Alessandra Finiti: Fotografando il Tevere Sabino

Alessandra Finiti: Fotografando il Tevere Sabino

E’ così che un giorno di qualche anno fa mi sono imbattuta nel tratto sabino del Tevere[...] Mi piace fotografare i luoghi dove mi è facile tornare per vedere come le stagioni li trasformano...

Ho iniziato a fotografare per documentare la bellezza della mia terra, la Sabina, nel momento in cui ho avvertito il bisogno di conoscerla nelle sue numerose sfaccettature:storiche, artistiche, paesaggistiche, enogastronomiche.

E’ così che un giorno  di qualche anno fa mi sono imbattuta nel tratto sabino del Tevere. Le fotografie che ho messo a disposizione di Mostre Diffuse sono  state scattate nel corso di questi ultimi tre o quattro anni e sono la testimonianza della mia ricerca non solo del ruolo del fiume nello sviluppo della Sabina ma anche di  quell’atmosfera e leggende legate al Tevere che ho letto molte volte nei testi dei classici latini come Virgilio e Orazio.

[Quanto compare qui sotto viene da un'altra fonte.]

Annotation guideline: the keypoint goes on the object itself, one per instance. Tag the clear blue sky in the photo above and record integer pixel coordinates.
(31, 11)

Non vi è dubbio che, sebbene gli autori citati, non facciano esplicito riferimento proprio al tratto di Tevere che amiamo fotografare, i paesaggi che qui il fiume disegna sembrano plasmarsi perfettamente alle odi latine o, per dirla  diversamente, sembra che alcuni versi siano stati ispirati proprio dalla contemplazione dei paesaggi sabini. Certamente il tratto del Tevere che attraversa la Sabina, con la sua indole selvaggia ma allo stesso tempo rassicurante è in grado di indossare meglio del tratto romano, imbrigliato tra gli alti muraglioni e soffocato dai rumori della città, le vesti del dio Tiberino in alcuni passi dell’Eneide del poeta latino Virgilio. Per il suo scorrere prossimo alla città eterna poi, sembra calzargli a pennello la definizione di “Fiume sacro ai destini di Roma” che si legge su una targa alla sua foce.

Insomma, per dirla in breve, se si vuole fare un viaggio nel tempo il Tevere Sabino è il luogo appropriato. Quando le nebbie autunnali lo avvolgono e la luce del sole comincia a filtrare scintillando nelle sue acque come non pensare al passo dell’Eneide dove il dio Tevere, apparso in sogno ad Enea, dice di se stesso: "Io sono quello che vedi radere le sponde con pieno corso e solcare fertili pianure,l´azzurro Tevere, tra i fiumi il più gradito al cielo.....Così disse il fiume,poi si nascose nel gorgo profondo e s'inabissò."

E che sia proprio il nostro Tevere il fiume di cui parla Orazio nelle sua celebre Ode a Taliarco nella quale il poeta disegna in versi un paesaggio invernale con il Soratte che si erge “candido di neve” ed i fiumi “fermi per il gelo acuto”?

 Voglio subito precisare che il Tevere Sabino mi ha sorpreso e affascinato.
L’esistenza del Tevere in Sabina è un dato di fatto ma sicuramente è meno noto il suo corso ,il suo serpeggiare tra i campi con ampie anse dominate da colline su cui sorgono borghi di antichissima origine,la ricca vegetazione e gli esseri viventi che lo popolano.

Una delle mie prime fotografie sul Tevere la scattai in una freddissima giornata di dicembre, ricordo che era nevicato sulle montagne intorno,l’acqua era ferma e rifletteva i paesi di Stimigliano e del molto più lontano Poggio Mirteto.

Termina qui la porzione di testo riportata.